El transfondo no es lo único que traiciona. Con un tono de opera bufa, más próximo al grand guignol que al terror gótico, los intestinos vivientes con ansias homicidas y los momentos de erótica festividad recorren con aspavientos y chuchufleta la totalidad de la película; traiciona el concepto para llegar más profundo, se aleja de Lovecraft para apropiárselo. Cualquier acercamiento respetando paso por paso la actitud cerrada y victoriana del autor hubiera sido anacrónica, si Re-Animator funciona es por haber sabido dar por muerto el original y revivirlo con otras cualidades distintas.
La historia debe ser también reanimada, no se puede adaptar paso por paso sus intereses, y por eso su reflexión subyacente gana en intensidad durante el proceso. Podemos entender la película como una metareflexión sobre la adicción como muerte en vida (el adicto como cadáver, inactivo sin su objeto de deseo —que no necesariamente por qué ser droga, pudiendo ser cualquier cosa que lo mantenga estancado — , volviendo a estar activo sólo tras consumirla) o como una historia de amor (el amor, por la ciencia o una persona concreta, que trasciende la muerte); todo ello sin excluir la reflexión original, el peligroso absurdo de pretender jugar con las leyes de la naturaleza a través de la ciencia. No somos dios y existen cosas que no deberíamos saber.

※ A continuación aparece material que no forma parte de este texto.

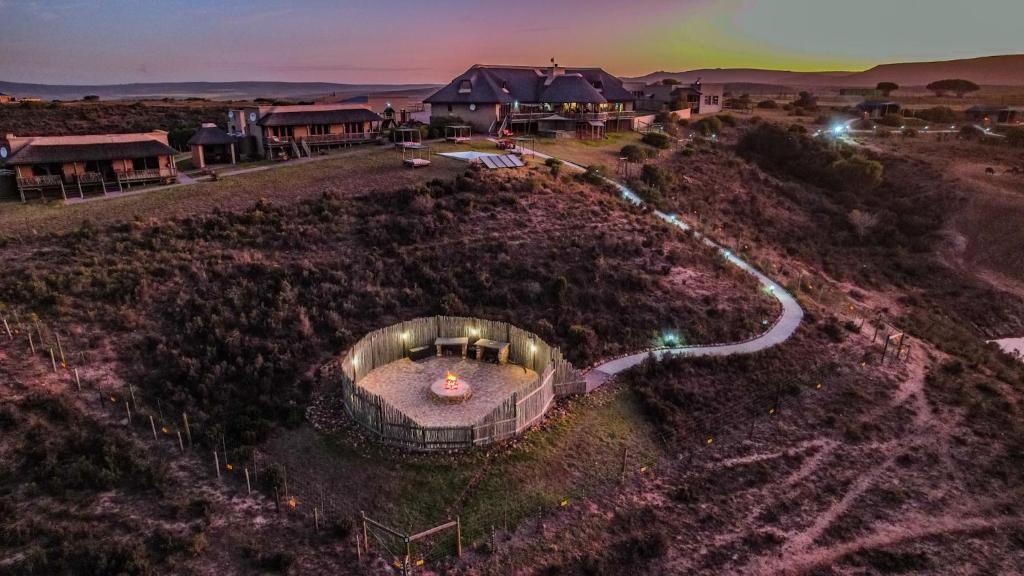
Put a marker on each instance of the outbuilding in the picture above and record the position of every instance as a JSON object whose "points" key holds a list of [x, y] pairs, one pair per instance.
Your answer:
{"points": [[210, 145]]}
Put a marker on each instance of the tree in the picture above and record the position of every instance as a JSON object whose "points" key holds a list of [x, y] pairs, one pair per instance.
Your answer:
{"points": [[806, 100], [633, 153], [887, 88], [956, 86]]}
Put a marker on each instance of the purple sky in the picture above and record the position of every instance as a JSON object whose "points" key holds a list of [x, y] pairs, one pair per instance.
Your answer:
{"points": [[401, 41]]}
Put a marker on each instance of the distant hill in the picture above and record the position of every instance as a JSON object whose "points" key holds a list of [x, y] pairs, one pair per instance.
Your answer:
{"points": [[987, 71], [212, 90]]}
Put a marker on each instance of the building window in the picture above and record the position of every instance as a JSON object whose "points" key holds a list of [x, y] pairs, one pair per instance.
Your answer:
{"points": [[144, 164]]}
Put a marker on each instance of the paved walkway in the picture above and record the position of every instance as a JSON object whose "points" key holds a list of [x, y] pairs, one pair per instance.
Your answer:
{"points": [[784, 325]]}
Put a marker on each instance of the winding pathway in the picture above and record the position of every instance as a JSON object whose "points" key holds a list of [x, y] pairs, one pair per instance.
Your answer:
{"points": [[784, 325]]}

«En los eones del porvenir aun la muerte puede morir» —dijo Lovecraft a través de su Necronomicón. Esa es la muerte tras la muerte: la negación de la muerte por parte de los enamorados o de los sumergidos en una relación de adicción, quienes están en flujo o estancados, porque nunca se muere en el corazón de la persona amada o porque dan puerta su propia existencia. Pero si traiciona a Lovecraft lo hace hasta el final, ¿por qué no permitir que la muerte muera? Si lo único en que coinciden el amor y la ciencia es en ello, ¿por qué no asumir todos los límites conocidos, incluso los de la vida o la autoconvicción, es la esencia última del hombre? Todo hombre es su propio dios y la única muerte absoluta es abandonar quien se es realmente por el camino.